Acetohydroxamic acid (also known as AHA or by the trade name Lithostat) is a synthetic drug derived from hydroxylamine and ethyl acetate, is similar in structure to urea. In the urine, it acts as an antagonist of the bacterial enzyme urease. Acetohydroxamic acid is used to lower the level of ammonia in the urine, which may help with some types of urinary infections. Acetohydroxamic Acid has no direct antimicrobial action and does not acidify urine directly. It is used, in addition to antibiotics or medical procedures, to treat chronic urea-splitting urinary infections. In 1983 the US Food and Drug Administration approved acetohydroxamic acid (AHA) as an orphan drug for "prevention of so-called struvite stones" under the newly enacted Orphan Drug Act of 1983.
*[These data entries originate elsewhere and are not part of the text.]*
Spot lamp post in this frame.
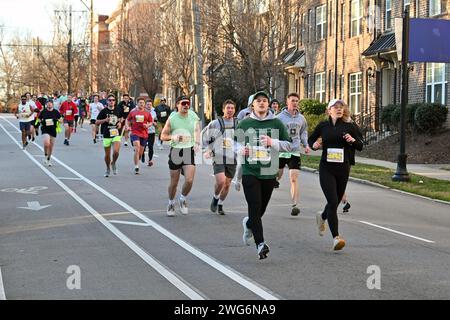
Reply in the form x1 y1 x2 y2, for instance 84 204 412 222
392 8 410 182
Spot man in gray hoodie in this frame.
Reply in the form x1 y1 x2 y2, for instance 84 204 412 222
277 93 311 216
202 100 241 215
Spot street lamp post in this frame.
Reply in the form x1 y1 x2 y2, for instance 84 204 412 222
392 8 410 182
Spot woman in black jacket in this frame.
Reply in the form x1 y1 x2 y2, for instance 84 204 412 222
308 99 363 250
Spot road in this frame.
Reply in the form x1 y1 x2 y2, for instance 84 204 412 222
0 115 450 300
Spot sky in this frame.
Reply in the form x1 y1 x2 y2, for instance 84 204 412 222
0 0 120 41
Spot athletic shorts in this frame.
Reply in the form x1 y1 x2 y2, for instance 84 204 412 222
42 132 56 142
278 156 301 170
130 134 147 146
64 120 73 128
169 148 195 170
213 163 236 179
103 136 122 148
19 122 31 132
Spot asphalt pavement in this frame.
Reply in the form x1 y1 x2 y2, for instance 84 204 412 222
0 115 450 300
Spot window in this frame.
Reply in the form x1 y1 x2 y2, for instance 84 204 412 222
426 63 447 105
314 72 325 102
384 0 392 30
316 5 327 40
349 72 362 114
350 0 363 37
430 0 442 17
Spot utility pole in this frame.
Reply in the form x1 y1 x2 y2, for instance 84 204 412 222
191 0 205 127
67 5 72 94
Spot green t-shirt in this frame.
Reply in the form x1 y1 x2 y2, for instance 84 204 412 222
236 118 290 179
169 110 200 149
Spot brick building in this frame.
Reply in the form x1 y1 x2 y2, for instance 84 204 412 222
279 0 450 128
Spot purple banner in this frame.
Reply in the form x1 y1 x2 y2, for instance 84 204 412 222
409 19 450 63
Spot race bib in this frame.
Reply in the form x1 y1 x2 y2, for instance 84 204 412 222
327 148 344 163
223 138 233 149
109 128 119 138
249 146 270 162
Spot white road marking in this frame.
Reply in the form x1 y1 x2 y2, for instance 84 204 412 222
0 119 205 300
109 220 150 227
359 221 435 243
0 119 280 300
0 268 6 300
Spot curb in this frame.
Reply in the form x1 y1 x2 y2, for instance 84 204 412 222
302 167 450 205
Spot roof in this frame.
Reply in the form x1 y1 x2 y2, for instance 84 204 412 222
362 32 396 57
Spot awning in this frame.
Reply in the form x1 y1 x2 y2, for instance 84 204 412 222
362 32 396 57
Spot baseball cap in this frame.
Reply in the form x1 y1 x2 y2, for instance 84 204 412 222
176 96 190 103
327 99 345 109
251 91 270 103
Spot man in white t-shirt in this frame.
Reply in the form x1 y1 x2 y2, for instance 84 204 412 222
15 95 34 149
88 94 105 143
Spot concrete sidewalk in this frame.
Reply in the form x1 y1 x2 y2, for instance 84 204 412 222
310 150 450 181
356 157 450 181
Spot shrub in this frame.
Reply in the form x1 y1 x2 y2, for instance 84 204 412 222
303 113 328 136
414 103 448 133
300 99 327 116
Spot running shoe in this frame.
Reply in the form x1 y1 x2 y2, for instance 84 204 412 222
333 236 345 251
316 212 325 237
291 206 300 217
179 200 189 214
167 204 175 217
258 242 270 260
231 179 241 192
111 162 117 175
342 201 351 213
242 217 253 246
209 197 219 212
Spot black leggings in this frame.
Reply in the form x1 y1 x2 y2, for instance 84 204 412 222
242 175 276 246
319 161 350 238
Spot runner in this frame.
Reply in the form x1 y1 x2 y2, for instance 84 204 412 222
31 94 45 137
237 91 298 259
118 93 136 146
89 94 104 144
161 96 200 217
25 92 37 141
141 99 158 167
203 100 237 215
95 94 123 178
78 97 89 128
15 95 33 150
155 97 172 150
59 94 78 146
276 93 311 216
39 100 62 167
125 98 153 174
308 99 363 251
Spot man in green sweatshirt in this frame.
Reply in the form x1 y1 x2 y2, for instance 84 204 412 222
235 91 298 259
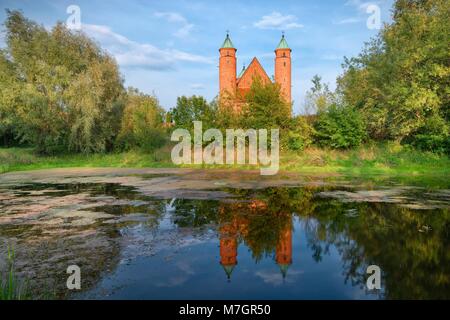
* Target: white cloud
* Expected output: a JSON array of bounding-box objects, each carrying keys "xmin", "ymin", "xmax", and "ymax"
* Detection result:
[
  {"xmin": 321, "ymin": 54, "xmax": 343, "ymax": 61},
  {"xmin": 82, "ymin": 24, "xmax": 213, "ymax": 70},
  {"xmin": 191, "ymin": 83, "xmax": 205, "ymax": 90},
  {"xmin": 345, "ymin": 0, "xmax": 377, "ymax": 13},
  {"xmin": 335, "ymin": 18, "xmax": 361, "ymax": 24},
  {"xmin": 253, "ymin": 11, "xmax": 303, "ymax": 30},
  {"xmin": 155, "ymin": 12, "xmax": 194, "ymax": 38}
]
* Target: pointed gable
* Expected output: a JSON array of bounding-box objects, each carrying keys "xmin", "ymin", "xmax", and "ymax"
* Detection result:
[{"xmin": 237, "ymin": 58, "xmax": 271, "ymax": 94}]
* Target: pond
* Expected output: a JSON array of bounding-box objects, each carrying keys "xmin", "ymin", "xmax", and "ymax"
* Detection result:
[{"xmin": 0, "ymin": 170, "xmax": 450, "ymax": 299}]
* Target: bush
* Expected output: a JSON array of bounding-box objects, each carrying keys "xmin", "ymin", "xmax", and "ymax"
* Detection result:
[
  {"xmin": 116, "ymin": 88, "xmax": 167, "ymax": 151},
  {"xmin": 402, "ymin": 116, "xmax": 450, "ymax": 154},
  {"xmin": 314, "ymin": 104, "xmax": 366, "ymax": 149},
  {"xmin": 286, "ymin": 116, "xmax": 314, "ymax": 151}
]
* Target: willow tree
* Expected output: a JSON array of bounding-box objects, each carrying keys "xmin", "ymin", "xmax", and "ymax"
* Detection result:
[{"xmin": 0, "ymin": 10, "xmax": 124, "ymax": 153}]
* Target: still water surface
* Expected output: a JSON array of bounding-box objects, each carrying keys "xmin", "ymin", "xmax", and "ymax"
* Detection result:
[{"xmin": 0, "ymin": 177, "xmax": 450, "ymax": 299}]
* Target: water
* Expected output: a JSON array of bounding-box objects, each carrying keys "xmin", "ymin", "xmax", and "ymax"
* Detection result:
[{"xmin": 0, "ymin": 177, "xmax": 450, "ymax": 299}]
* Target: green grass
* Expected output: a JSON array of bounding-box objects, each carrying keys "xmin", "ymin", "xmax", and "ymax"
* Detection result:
[
  {"xmin": 0, "ymin": 142, "xmax": 450, "ymax": 185},
  {"xmin": 0, "ymin": 247, "xmax": 31, "ymax": 300},
  {"xmin": 0, "ymin": 148, "xmax": 174, "ymax": 173}
]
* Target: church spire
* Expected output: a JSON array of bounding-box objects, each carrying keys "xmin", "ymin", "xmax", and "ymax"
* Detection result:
[
  {"xmin": 220, "ymin": 30, "xmax": 235, "ymax": 49},
  {"xmin": 276, "ymin": 32, "xmax": 290, "ymax": 50}
]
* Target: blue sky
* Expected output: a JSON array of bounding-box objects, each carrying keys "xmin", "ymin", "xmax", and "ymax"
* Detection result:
[{"xmin": 0, "ymin": 0, "xmax": 393, "ymax": 113}]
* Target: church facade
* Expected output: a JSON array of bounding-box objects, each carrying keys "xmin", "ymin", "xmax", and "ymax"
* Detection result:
[{"xmin": 219, "ymin": 34, "xmax": 292, "ymax": 108}]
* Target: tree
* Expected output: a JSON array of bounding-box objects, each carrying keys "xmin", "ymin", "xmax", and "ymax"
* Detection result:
[
  {"xmin": 170, "ymin": 95, "xmax": 217, "ymax": 130},
  {"xmin": 0, "ymin": 10, "xmax": 125, "ymax": 153},
  {"xmin": 117, "ymin": 88, "xmax": 167, "ymax": 151},
  {"xmin": 338, "ymin": 0, "xmax": 450, "ymax": 148},
  {"xmin": 241, "ymin": 78, "xmax": 291, "ymax": 129},
  {"xmin": 304, "ymin": 75, "xmax": 334, "ymax": 116}
]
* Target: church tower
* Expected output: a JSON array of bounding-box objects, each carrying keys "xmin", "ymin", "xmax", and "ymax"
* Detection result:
[
  {"xmin": 275, "ymin": 34, "xmax": 292, "ymax": 103},
  {"xmin": 219, "ymin": 33, "xmax": 237, "ymax": 96},
  {"xmin": 275, "ymin": 216, "xmax": 292, "ymax": 278}
]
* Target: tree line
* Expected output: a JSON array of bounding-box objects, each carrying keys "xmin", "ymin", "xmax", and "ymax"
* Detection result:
[{"xmin": 0, "ymin": 0, "xmax": 450, "ymax": 154}]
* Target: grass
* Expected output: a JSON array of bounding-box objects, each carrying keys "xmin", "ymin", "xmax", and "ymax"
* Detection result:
[
  {"xmin": 0, "ymin": 142, "xmax": 450, "ymax": 184},
  {"xmin": 0, "ymin": 247, "xmax": 31, "ymax": 300}
]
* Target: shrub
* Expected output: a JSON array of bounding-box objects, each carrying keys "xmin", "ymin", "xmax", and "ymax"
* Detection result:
[
  {"xmin": 402, "ymin": 116, "xmax": 450, "ymax": 154},
  {"xmin": 117, "ymin": 88, "xmax": 167, "ymax": 151},
  {"xmin": 286, "ymin": 116, "xmax": 313, "ymax": 151},
  {"xmin": 314, "ymin": 104, "xmax": 366, "ymax": 149}
]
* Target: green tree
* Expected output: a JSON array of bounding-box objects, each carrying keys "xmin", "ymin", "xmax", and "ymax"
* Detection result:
[
  {"xmin": 303, "ymin": 75, "xmax": 334, "ymax": 116},
  {"xmin": 338, "ymin": 0, "xmax": 450, "ymax": 146},
  {"xmin": 241, "ymin": 78, "xmax": 291, "ymax": 129},
  {"xmin": 170, "ymin": 95, "xmax": 217, "ymax": 130},
  {"xmin": 314, "ymin": 104, "xmax": 366, "ymax": 149},
  {"xmin": 117, "ymin": 88, "xmax": 168, "ymax": 151},
  {"xmin": 0, "ymin": 10, "xmax": 124, "ymax": 153}
]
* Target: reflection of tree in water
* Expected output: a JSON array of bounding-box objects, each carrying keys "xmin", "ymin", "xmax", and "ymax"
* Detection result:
[
  {"xmin": 299, "ymin": 199, "xmax": 450, "ymax": 299},
  {"xmin": 171, "ymin": 188, "xmax": 450, "ymax": 299}
]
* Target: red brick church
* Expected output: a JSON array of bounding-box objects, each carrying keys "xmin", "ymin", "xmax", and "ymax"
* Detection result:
[{"xmin": 219, "ymin": 34, "xmax": 292, "ymax": 109}]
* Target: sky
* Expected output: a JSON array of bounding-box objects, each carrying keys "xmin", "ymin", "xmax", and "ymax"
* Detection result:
[{"xmin": 0, "ymin": 0, "xmax": 393, "ymax": 113}]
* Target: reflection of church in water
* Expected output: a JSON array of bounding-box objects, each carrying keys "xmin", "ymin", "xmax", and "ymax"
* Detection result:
[{"xmin": 219, "ymin": 200, "xmax": 292, "ymax": 279}]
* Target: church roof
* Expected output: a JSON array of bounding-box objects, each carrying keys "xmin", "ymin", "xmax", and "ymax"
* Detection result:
[
  {"xmin": 220, "ymin": 33, "xmax": 234, "ymax": 49},
  {"xmin": 222, "ymin": 265, "xmax": 234, "ymax": 280},
  {"xmin": 279, "ymin": 264, "xmax": 289, "ymax": 278},
  {"xmin": 277, "ymin": 34, "xmax": 289, "ymax": 49},
  {"xmin": 237, "ymin": 57, "xmax": 271, "ymax": 87},
  {"xmin": 237, "ymin": 65, "xmax": 245, "ymax": 79}
]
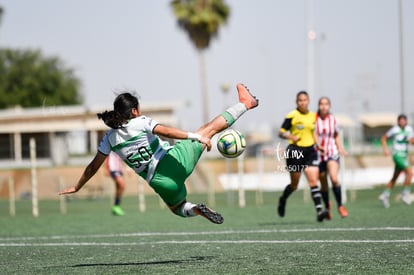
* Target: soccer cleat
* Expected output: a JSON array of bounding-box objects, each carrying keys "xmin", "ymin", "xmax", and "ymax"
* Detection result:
[
  {"xmin": 326, "ymin": 201, "xmax": 332, "ymax": 221},
  {"xmin": 378, "ymin": 194, "xmax": 390, "ymax": 208},
  {"xmin": 338, "ymin": 205, "xmax": 348, "ymax": 218},
  {"xmin": 112, "ymin": 205, "xmax": 125, "ymax": 216},
  {"xmin": 195, "ymin": 203, "xmax": 224, "ymax": 224},
  {"xmin": 401, "ymin": 192, "xmax": 411, "ymax": 205},
  {"xmin": 237, "ymin": 83, "xmax": 259, "ymax": 110},
  {"xmin": 277, "ymin": 197, "xmax": 286, "ymax": 218},
  {"xmin": 316, "ymin": 210, "xmax": 329, "ymax": 222}
]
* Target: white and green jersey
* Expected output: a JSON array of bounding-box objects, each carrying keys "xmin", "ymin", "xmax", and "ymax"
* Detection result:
[
  {"xmin": 385, "ymin": 125, "xmax": 414, "ymax": 154},
  {"xmin": 98, "ymin": 116, "xmax": 171, "ymax": 182}
]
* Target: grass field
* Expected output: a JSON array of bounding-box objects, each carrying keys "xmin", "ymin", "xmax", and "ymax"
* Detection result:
[{"xmin": 0, "ymin": 188, "xmax": 414, "ymax": 274}]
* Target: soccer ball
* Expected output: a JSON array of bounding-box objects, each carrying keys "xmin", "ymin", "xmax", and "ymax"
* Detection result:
[{"xmin": 217, "ymin": 129, "xmax": 246, "ymax": 158}]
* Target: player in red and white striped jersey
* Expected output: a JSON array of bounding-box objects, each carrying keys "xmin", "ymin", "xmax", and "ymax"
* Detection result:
[{"xmin": 315, "ymin": 97, "xmax": 348, "ymax": 219}]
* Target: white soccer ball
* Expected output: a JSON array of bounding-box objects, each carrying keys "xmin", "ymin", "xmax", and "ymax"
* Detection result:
[{"xmin": 217, "ymin": 129, "xmax": 246, "ymax": 158}]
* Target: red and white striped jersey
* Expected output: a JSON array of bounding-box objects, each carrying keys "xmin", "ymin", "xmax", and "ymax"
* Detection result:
[{"xmin": 315, "ymin": 114, "xmax": 339, "ymax": 161}]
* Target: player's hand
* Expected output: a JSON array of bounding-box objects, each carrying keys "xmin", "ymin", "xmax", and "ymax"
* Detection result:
[
  {"xmin": 339, "ymin": 148, "xmax": 348, "ymax": 157},
  {"xmin": 198, "ymin": 136, "xmax": 211, "ymax": 151},
  {"xmin": 59, "ymin": 187, "xmax": 78, "ymax": 195}
]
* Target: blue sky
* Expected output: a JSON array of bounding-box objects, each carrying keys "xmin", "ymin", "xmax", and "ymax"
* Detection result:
[{"xmin": 0, "ymin": 0, "xmax": 414, "ymax": 133}]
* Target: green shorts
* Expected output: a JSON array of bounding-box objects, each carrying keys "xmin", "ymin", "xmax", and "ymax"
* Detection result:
[
  {"xmin": 149, "ymin": 140, "xmax": 203, "ymax": 206},
  {"xmin": 393, "ymin": 153, "xmax": 410, "ymax": 171}
]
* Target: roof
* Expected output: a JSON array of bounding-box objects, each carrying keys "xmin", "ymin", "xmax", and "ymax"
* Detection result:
[
  {"xmin": 359, "ymin": 113, "xmax": 398, "ymax": 128},
  {"xmin": 0, "ymin": 103, "xmax": 183, "ymax": 134}
]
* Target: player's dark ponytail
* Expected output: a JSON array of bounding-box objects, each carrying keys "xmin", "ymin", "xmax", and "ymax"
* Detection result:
[{"xmin": 97, "ymin": 93, "xmax": 139, "ymax": 129}]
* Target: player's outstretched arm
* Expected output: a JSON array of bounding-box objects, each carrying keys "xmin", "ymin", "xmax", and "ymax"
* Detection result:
[{"xmin": 59, "ymin": 152, "xmax": 107, "ymax": 195}]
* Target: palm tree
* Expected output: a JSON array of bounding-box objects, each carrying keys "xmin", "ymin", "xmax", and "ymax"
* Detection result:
[{"xmin": 171, "ymin": 0, "xmax": 230, "ymax": 121}]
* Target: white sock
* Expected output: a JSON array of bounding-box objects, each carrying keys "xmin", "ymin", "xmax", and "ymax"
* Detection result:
[{"xmin": 226, "ymin": 102, "xmax": 247, "ymax": 120}]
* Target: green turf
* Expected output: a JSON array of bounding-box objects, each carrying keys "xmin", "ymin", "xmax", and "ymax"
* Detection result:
[{"xmin": 0, "ymin": 189, "xmax": 414, "ymax": 274}]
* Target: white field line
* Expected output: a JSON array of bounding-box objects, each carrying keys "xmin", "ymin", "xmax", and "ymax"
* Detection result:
[
  {"xmin": 0, "ymin": 239, "xmax": 414, "ymax": 247},
  {"xmin": 0, "ymin": 227, "xmax": 414, "ymax": 241},
  {"xmin": 0, "ymin": 227, "xmax": 414, "ymax": 247}
]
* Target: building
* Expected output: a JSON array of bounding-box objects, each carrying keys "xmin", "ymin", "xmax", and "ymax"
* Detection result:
[{"xmin": 0, "ymin": 104, "xmax": 179, "ymax": 167}]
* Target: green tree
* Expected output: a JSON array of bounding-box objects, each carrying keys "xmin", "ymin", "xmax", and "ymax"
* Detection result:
[
  {"xmin": 171, "ymin": 0, "xmax": 230, "ymax": 121},
  {"xmin": 0, "ymin": 49, "xmax": 82, "ymax": 109}
]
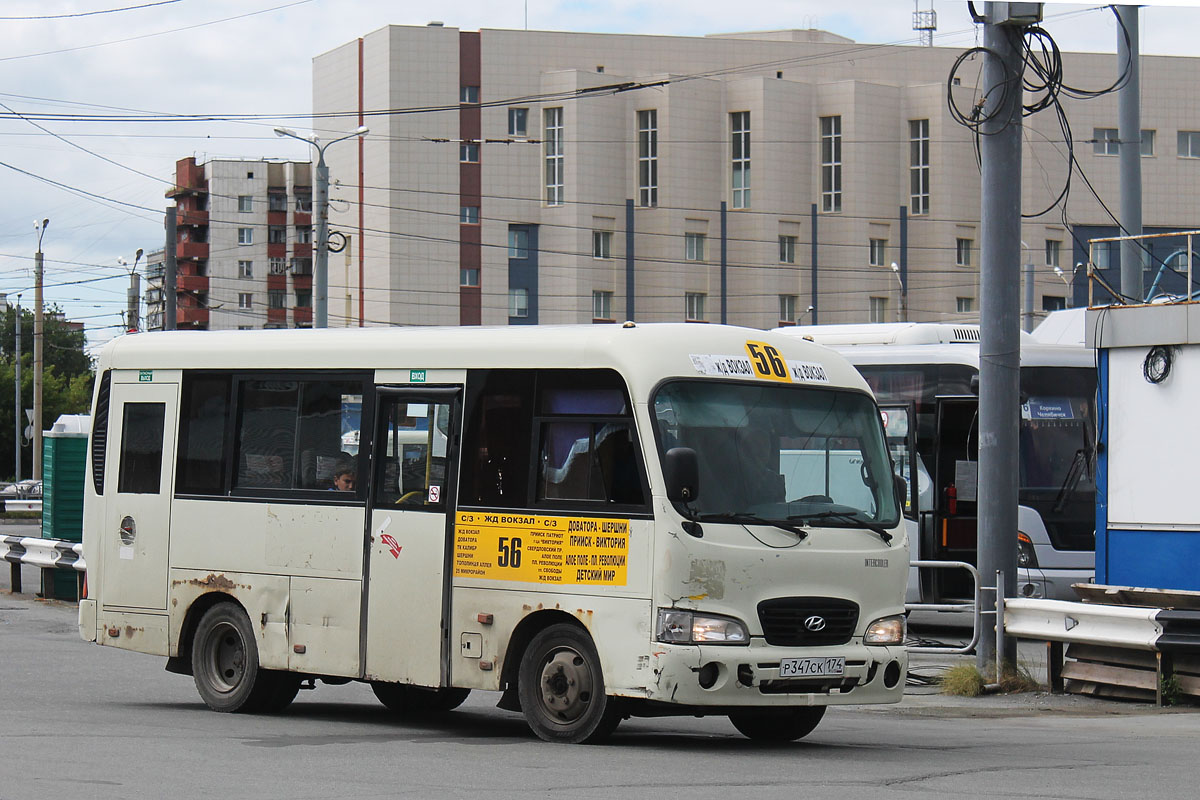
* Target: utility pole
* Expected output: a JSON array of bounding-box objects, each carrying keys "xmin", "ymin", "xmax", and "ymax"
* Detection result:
[
  {"xmin": 12, "ymin": 295, "xmax": 25, "ymax": 483},
  {"xmin": 275, "ymin": 125, "xmax": 370, "ymax": 327},
  {"xmin": 1116, "ymin": 6, "xmax": 1142, "ymax": 303},
  {"xmin": 32, "ymin": 218, "xmax": 50, "ymax": 481},
  {"xmin": 974, "ymin": 2, "xmax": 1042, "ymax": 679},
  {"xmin": 162, "ymin": 206, "xmax": 178, "ymax": 331}
]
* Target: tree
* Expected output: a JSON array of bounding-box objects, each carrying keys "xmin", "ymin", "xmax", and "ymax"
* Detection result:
[{"xmin": 0, "ymin": 306, "xmax": 95, "ymax": 480}]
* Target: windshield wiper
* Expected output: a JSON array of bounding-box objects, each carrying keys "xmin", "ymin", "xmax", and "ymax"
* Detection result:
[
  {"xmin": 695, "ymin": 511, "xmax": 809, "ymax": 542},
  {"xmin": 787, "ymin": 510, "xmax": 892, "ymax": 547}
]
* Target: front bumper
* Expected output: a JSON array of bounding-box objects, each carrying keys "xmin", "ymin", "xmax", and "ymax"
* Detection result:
[{"xmin": 647, "ymin": 637, "xmax": 908, "ymax": 708}]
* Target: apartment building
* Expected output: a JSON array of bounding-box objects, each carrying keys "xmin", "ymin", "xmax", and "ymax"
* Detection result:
[
  {"xmin": 159, "ymin": 157, "xmax": 313, "ymax": 330},
  {"xmin": 313, "ymin": 24, "xmax": 1200, "ymax": 327}
]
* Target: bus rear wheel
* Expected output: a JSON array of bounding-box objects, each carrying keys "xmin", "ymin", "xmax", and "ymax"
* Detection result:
[
  {"xmin": 371, "ymin": 680, "xmax": 470, "ymax": 714},
  {"xmin": 192, "ymin": 602, "xmax": 264, "ymax": 711},
  {"xmin": 517, "ymin": 624, "xmax": 622, "ymax": 744},
  {"xmin": 730, "ymin": 705, "xmax": 826, "ymax": 741}
]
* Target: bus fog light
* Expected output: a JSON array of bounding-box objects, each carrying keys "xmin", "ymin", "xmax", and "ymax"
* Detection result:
[
  {"xmin": 863, "ymin": 614, "xmax": 905, "ymax": 644},
  {"xmin": 658, "ymin": 608, "xmax": 750, "ymax": 644}
]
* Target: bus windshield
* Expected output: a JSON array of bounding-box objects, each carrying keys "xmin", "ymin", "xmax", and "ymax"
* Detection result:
[{"xmin": 654, "ymin": 380, "xmax": 899, "ymax": 528}]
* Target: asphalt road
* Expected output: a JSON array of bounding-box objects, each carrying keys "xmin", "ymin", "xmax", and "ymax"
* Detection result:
[{"xmin": 0, "ymin": 522, "xmax": 1200, "ymax": 800}]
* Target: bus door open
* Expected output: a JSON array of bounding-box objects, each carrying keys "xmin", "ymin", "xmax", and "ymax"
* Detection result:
[
  {"xmin": 922, "ymin": 396, "xmax": 979, "ymax": 602},
  {"xmin": 880, "ymin": 403, "xmax": 916, "ymax": 603},
  {"xmin": 365, "ymin": 386, "xmax": 462, "ymax": 687}
]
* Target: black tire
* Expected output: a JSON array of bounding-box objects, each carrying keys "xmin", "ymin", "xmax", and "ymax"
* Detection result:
[
  {"xmin": 730, "ymin": 705, "xmax": 826, "ymax": 741},
  {"xmin": 371, "ymin": 680, "xmax": 470, "ymax": 715},
  {"xmin": 517, "ymin": 624, "xmax": 622, "ymax": 744},
  {"xmin": 192, "ymin": 602, "xmax": 264, "ymax": 711}
]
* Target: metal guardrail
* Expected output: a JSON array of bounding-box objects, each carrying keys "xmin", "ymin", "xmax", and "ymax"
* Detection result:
[
  {"xmin": 0, "ymin": 499, "xmax": 42, "ymax": 513},
  {"xmin": 904, "ymin": 560, "xmax": 983, "ymax": 655},
  {"xmin": 0, "ymin": 534, "xmax": 86, "ymax": 593}
]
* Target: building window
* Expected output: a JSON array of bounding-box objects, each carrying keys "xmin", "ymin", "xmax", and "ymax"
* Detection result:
[
  {"xmin": 908, "ymin": 120, "xmax": 929, "ymax": 215},
  {"xmin": 779, "ymin": 236, "xmax": 796, "ymax": 264},
  {"xmin": 730, "ymin": 112, "xmax": 750, "ymax": 209},
  {"xmin": 592, "ymin": 230, "xmax": 612, "ymax": 258},
  {"xmin": 870, "ymin": 297, "xmax": 888, "ymax": 323},
  {"xmin": 542, "ymin": 108, "xmax": 565, "ymax": 205},
  {"xmin": 1092, "ymin": 128, "xmax": 1121, "ymax": 156},
  {"xmin": 509, "ymin": 228, "xmax": 529, "ymax": 258},
  {"xmin": 637, "ymin": 108, "xmax": 659, "ymax": 207},
  {"xmin": 821, "ymin": 116, "xmax": 841, "ymax": 212},
  {"xmin": 1046, "ymin": 239, "xmax": 1062, "ymax": 266},
  {"xmin": 954, "ymin": 239, "xmax": 974, "ymax": 266},
  {"xmin": 779, "ymin": 294, "xmax": 797, "ymax": 325},
  {"xmin": 509, "ymin": 108, "xmax": 529, "ymax": 137},
  {"xmin": 592, "ymin": 291, "xmax": 612, "ymax": 320},
  {"xmin": 509, "ymin": 289, "xmax": 529, "ymax": 318},
  {"xmin": 869, "ymin": 239, "xmax": 888, "ymax": 266}
]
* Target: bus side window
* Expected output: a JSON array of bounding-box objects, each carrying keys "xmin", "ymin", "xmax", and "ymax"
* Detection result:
[{"xmin": 116, "ymin": 403, "xmax": 167, "ymax": 494}]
Cyclosporins are cyclic polypeptide macrolides that were originally derived from the soil fungus Tolypocladium inflatum. Cyclosporine (also known as cyclosporine A) was discovered by Sandoz and developed for the tretment of immune disorders. The drug was approved by FDA for such diseases as Rheumatoid Arthritis, Psoriasis (Neoral), Keratoconjunctivitis sicca (Restasis) and prevention of transplant rejections (Neoral and Sandimmune). Cyclosporine’s primary immunosuppressive mechanism of action is inhibition of T-lymphocyte function. Upon administration cyclosporine binds to cyclophilin A and thus inhibits calcineurin, leading to immune system suppression.